08:27 Parce qu'une annonce comme celle-ci,
08:29 je serais curieuse de voir quel va être le cours de la bourse.
08:32 Et quand il y a eu les plaintes aux États-Unis,
08:33 les premières condamnations, indemnisations,
08:35 l'action Bayer a dévissé de 40 %,
08:41 ça serait intéressant de savoir qui a acheté les actions avant cette annonce.
08:46 Vous voyez, il ne faut jamais oublier les enjeux financiers considérables
08:50 qu'il y a derrière une décision comme celle-ci.
08:52 Et moi, je pense qu'il faut se battre pour que cette décision ne soit pas définitive.
08:56 Pour qu'elle soit réversible.
08:57 Déjà, on parlait, je pense que les ONG vont se mobiliser,
09:00 je pense que les associations de malades vont se mobiliser.

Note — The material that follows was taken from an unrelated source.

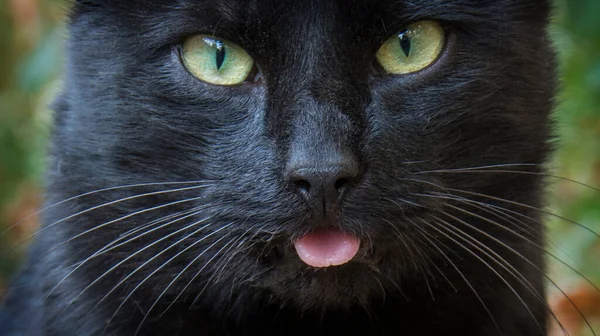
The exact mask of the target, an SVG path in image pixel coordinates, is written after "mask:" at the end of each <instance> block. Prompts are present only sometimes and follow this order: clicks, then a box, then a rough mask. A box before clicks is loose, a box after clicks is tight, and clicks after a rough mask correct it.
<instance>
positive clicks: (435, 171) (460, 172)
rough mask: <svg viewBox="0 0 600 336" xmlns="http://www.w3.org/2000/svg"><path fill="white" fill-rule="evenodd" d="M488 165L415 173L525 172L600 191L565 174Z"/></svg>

09:03 Parce que l'autre effet pervers d'une annonce comme celle-ci,
09:06 c'est que toutes les entreprises qui ont fait des efforts,
09:09 tous les chercheurs qui ont cherché pendant des années des alternatives,
09:13 qui se sont dit "on a peut-être trouvé quelque chose,
09:16 on va procéder autrement",
09:17 les agriculteurs qui font de l'agriculture bio,
09:19 ils se sont donné quand même beaucoup de mal,
09:20 et qui n'ont pas été aidés pour ça.
09:23 Donc une annonce comme celle-ci, en plus à 15 jours de l'échéance,
09:26 parce que la fin de l'autorisation c'était au 15 décembre,
09:31 provoque l'écroulement des activités vertueuses.
09:34 Vous voyez que tous ceux qui s'étaient engagés
09:36 pour trouver des solutions alternatives
09:38 qui ne provoquaient pas toutes ces maladies,
09:42 tout d'un coup se retrouvent totalement démunis.
09:45 Et donc c'est une mauvaise décision.
09:47 Et donc il faut vraiment se battre pour qu'elle soit réversible.
09:53 Et puis dernier élément, il y a d'autres pays européens
09:56 qui ont interdit le glyphosate sur leur territoire,
09:58 par exemple le Luxembourg.
09:59 Mais à partir du moment où l'autorisation est donnée
10:01 au niveau européen, Bayer est allé devant la justice,
10:04 et la justice a obligé le Luxembourg à réautoriser le glyphosate
10:10 parce que la réglementation européenne s'impose aux pays.
10:13 Alors que là, en principe, je ne sais pas,
10:17 les règles humanitaires et les règles de respect
10:20 de la santé publique devraient autoriser les pays
10:23 à être plus vertueux que ce que décide la Commission européenne.
10:27 Donc là aussi, il y a des enjeux quand même très importants
10:29 pour les citoyens qui ne doivent pas être écartés
10:32 de ces débats et de ces décisions.